STANDISH—Ask anyone involved with the Unified Basketball team at Bonny Eagle High School what makes it great and they’ll probably mention the smiles.
Unified Basketball brings together students with developmental disabilities and those without to form a competitive basketball team that plays against other schools.
But competition takes a back seat to enjoyment and a wholehearted kind of sportsmanship at the games, according to co-coach Paula Pettersen.
Players on the team are “just as happy when someone on the other team scores a basket as when they score a basket,” said Pettersen, who works as an educational technician at the middle school.
The students “always smile no matter what happens,” said student Maya Daniels, a partner entering her second season with the team.
Daniels, who plays field hockey during the regular season, said besides the basics of dribbling and passing, playing for the team has taught her that “everyone should be treated fairly, and everyone is equal” regardless of ability.
Unified Basketball started three years ago with a partnership between the Maine Principals Association and Special Olympics Maine.

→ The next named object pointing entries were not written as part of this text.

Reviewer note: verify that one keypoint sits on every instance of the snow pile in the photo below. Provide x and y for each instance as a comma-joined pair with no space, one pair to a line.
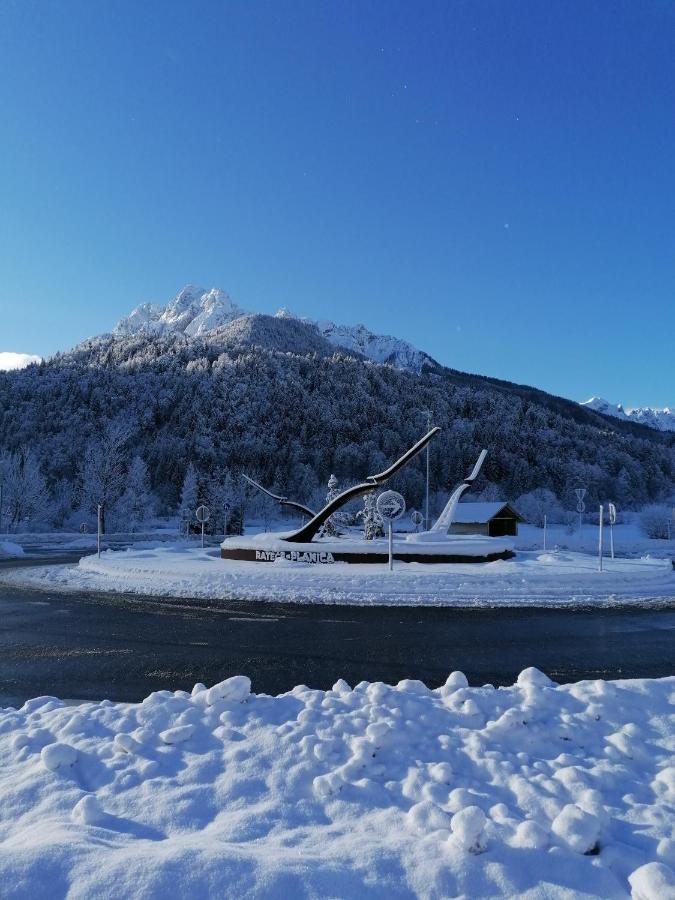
531,579
376,791
10,550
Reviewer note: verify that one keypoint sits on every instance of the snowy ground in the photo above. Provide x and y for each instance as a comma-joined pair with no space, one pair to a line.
10,550
530,791
556,578
628,540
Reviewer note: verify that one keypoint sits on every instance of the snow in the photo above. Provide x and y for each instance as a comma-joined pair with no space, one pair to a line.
661,419
8,549
533,578
10,360
196,312
477,511
371,791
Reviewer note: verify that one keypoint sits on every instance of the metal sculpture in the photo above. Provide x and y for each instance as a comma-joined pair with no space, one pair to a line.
308,532
282,501
445,520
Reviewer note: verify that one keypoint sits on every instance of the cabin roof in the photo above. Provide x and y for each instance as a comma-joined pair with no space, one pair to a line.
481,512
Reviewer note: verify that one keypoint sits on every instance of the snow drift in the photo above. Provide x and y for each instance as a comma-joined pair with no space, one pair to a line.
373,791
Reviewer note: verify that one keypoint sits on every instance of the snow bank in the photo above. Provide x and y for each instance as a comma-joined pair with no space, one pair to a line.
10,550
376,791
536,579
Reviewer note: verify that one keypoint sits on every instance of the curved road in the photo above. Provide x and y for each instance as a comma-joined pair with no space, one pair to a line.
91,646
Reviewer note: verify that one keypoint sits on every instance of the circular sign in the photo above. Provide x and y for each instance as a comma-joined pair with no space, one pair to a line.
390,506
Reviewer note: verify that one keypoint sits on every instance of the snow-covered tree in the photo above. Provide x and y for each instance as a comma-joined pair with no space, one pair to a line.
654,521
137,502
333,523
25,494
188,498
373,526
539,503
104,470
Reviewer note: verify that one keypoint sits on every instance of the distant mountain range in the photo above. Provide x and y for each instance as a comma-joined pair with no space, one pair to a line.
200,382
661,419
199,313
196,312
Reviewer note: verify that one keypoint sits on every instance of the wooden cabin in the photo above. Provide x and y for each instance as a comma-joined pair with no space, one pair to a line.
498,519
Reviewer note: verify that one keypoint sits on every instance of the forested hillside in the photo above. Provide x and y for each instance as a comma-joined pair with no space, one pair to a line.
120,419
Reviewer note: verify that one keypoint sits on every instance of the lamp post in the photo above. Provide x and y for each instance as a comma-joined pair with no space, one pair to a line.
426,498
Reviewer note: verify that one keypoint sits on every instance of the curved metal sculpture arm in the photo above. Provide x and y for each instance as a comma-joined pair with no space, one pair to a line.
444,521
305,534
283,501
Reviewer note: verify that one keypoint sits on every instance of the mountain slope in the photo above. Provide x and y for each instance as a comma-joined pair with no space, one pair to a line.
195,312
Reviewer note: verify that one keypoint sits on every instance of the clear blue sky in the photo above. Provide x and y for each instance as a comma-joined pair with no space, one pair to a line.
494,181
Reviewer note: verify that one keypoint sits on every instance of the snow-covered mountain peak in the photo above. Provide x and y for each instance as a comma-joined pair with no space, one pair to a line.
193,311
661,419
197,312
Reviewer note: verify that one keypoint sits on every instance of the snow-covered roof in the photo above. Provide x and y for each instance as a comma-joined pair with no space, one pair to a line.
471,513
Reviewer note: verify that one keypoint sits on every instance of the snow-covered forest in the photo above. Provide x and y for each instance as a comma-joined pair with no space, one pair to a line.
149,424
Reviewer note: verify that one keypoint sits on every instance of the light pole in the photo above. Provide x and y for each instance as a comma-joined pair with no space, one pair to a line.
426,499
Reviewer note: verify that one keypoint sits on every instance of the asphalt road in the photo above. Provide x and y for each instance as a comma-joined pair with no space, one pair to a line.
92,646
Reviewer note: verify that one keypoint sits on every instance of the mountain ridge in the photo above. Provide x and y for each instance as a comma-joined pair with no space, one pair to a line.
660,419
198,312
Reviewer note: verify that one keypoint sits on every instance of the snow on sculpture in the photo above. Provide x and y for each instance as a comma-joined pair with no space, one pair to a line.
282,501
309,531
444,521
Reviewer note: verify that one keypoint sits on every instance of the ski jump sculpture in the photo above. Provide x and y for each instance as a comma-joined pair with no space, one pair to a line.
433,546
305,534
446,518
282,501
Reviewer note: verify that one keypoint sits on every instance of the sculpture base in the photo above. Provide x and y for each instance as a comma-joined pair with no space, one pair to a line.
460,549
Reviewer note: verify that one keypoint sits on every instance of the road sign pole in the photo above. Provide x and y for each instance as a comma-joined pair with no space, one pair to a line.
611,539
98,530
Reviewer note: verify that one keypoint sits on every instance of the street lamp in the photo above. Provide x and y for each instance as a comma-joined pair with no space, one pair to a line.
426,498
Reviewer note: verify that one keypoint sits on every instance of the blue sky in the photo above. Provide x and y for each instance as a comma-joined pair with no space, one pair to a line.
493,181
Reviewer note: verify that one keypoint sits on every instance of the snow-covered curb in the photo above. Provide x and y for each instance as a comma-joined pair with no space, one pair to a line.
10,550
532,579
528,791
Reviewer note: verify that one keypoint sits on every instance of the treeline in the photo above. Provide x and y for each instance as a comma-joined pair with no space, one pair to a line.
125,418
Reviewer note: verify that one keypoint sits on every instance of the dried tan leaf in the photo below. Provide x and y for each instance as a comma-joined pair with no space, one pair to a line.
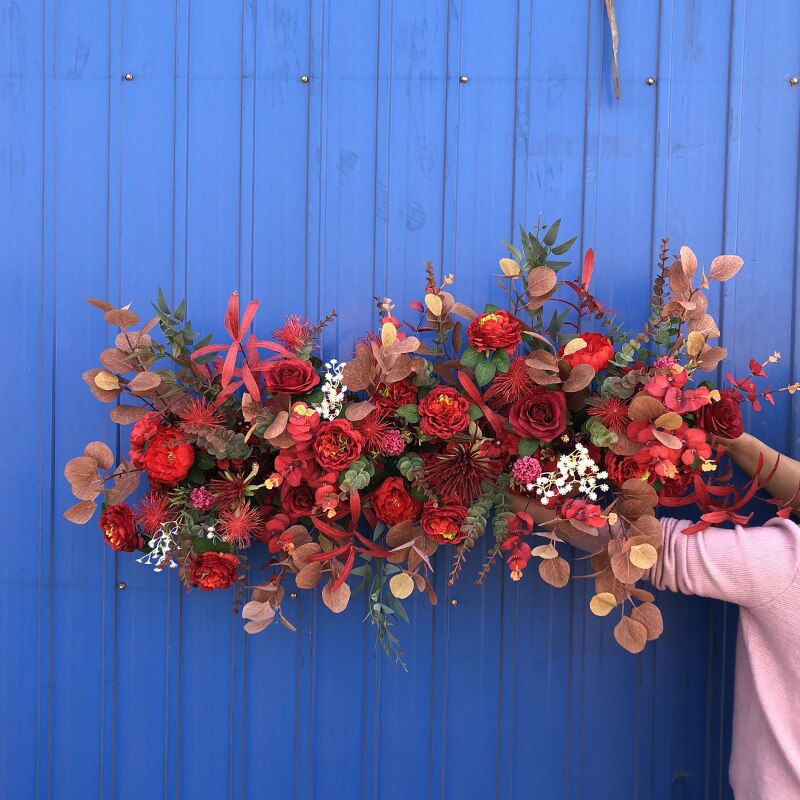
554,571
336,600
631,635
643,556
602,604
511,268
101,453
401,585
650,617
724,267
434,304
81,512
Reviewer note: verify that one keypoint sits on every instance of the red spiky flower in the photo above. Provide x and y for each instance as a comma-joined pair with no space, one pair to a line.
152,512
508,387
198,415
612,412
294,333
462,467
238,525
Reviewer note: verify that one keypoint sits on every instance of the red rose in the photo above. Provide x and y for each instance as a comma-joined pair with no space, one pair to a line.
597,354
444,412
337,445
542,416
391,396
724,417
211,570
119,528
169,457
141,433
493,331
297,501
393,504
290,376
621,468
443,522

Bonny Eagle was among the first high schools to adopt the program. Since then, the list of schools with unified teams has grown significantly every year, said Eric Curtis, athletic director.
This year, Windham High School will join the list with its own unified team. The Regional School Unit 14 Board of Directors voted on Dec. 7 unanimously to sanction the team, which received a $2,500 scholarship from Special Olympics to spread over two years to help get the team up and running.
Teams include a mix of players, who have developmental disabilities, and partners. During the game, there are three players and two partners on the court at a time. Students who play varsity or junior varsity ball are not able to play unified because their schedules conflict.
Pettersen said the players have a range of disabilities; some are nonverbal or may need assistance walking, and others play recreational league basketball after unified practice.
Partners are allowed to shoot up to 25 percent of the team’s total points for any game, but Pettersen said the partners on her team avoid shooting, preferring to set up players for a shot.
Aiden McGlone, a partner and team captain, said he prefers “passing it to the players and watching their faces when they score. That was just always better to me.”
McGlone, a member of the school football team, said the players are “usually a better shot than me.”
Brandon Pierce will be a player for the high school team for the first time this year. He played previously on the middle school’s unified team and said he joined because he wanted to have fun with the other team members.
This year, he said joining the team will help him to make friends in the high school.
Practices for Bonny Eagle’s unified team start in mid-January, and the team will play eight games against teams from other schools.
Teams are allowed to have up to 22 students, but Curtis said interest at Bonny Eagle exceeds that number.
“We’ll have to turn kids away this year,” he said. But they find other ways for students of all abilities to be involved – whether it’s announcing the games, playing music or throwing T-shirts into the stands.
Students also get involved by filling the stands, he said, which are usually packed with cheering fans. And the next day, students greet players and partners in the hallway with high-fives and congratulations, he said.
The game is about “sharing and sportsmanship,” he said, values that are reflected only on the court and then permeate throughout the school.
Brandon Pierce, center, a player on Bonny Eagle High School’s Unified Basketball team, with partners Aiden McGlore, left, and Maya Daniels.
Brandon Pierce, a player on Bonny Eagle’s Unified Basketball team, gets some free-throw pointers from team partners Aiden McGlore and Maya Daniels.